For today’s 21 Daring Days writing task — the fourth — I’m to share with you ‘a story about a smell that means something to you (from your past or present’.

Calamine.

Just forming the word in my head unleashes a cascade of memories, a tapestry of emotions, all of them driven by one very distinctive smell.

Actually, I think I’m a little in love with calamine lotion and its heady mix of zinc and ferric oxides. I have been known to pour some of this strange vivid pink liquid onto a ball of cotton wool and just stand there sniffing it in some sort of a daze before putting it to good use.

And it’s been put to good use a lot, down the years.

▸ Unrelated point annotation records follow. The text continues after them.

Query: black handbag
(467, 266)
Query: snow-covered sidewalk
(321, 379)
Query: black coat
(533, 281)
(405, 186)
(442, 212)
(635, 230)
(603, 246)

With Irish forebears on both sides of my family, the odds were fairly high that I’d emerge with one shade of pale Celtic skin or another. The sort that burns at the first hint of a watery sun and produces so many freckles that, if you live long enough (and I have), they eventually pretty much join up.

So it made perfect sense for my parents to head for the Med every summer, somewhere nice and hot with cloudless skies and plenty of glorious sea to bounce back the rays onto their dazzlingly white daughter.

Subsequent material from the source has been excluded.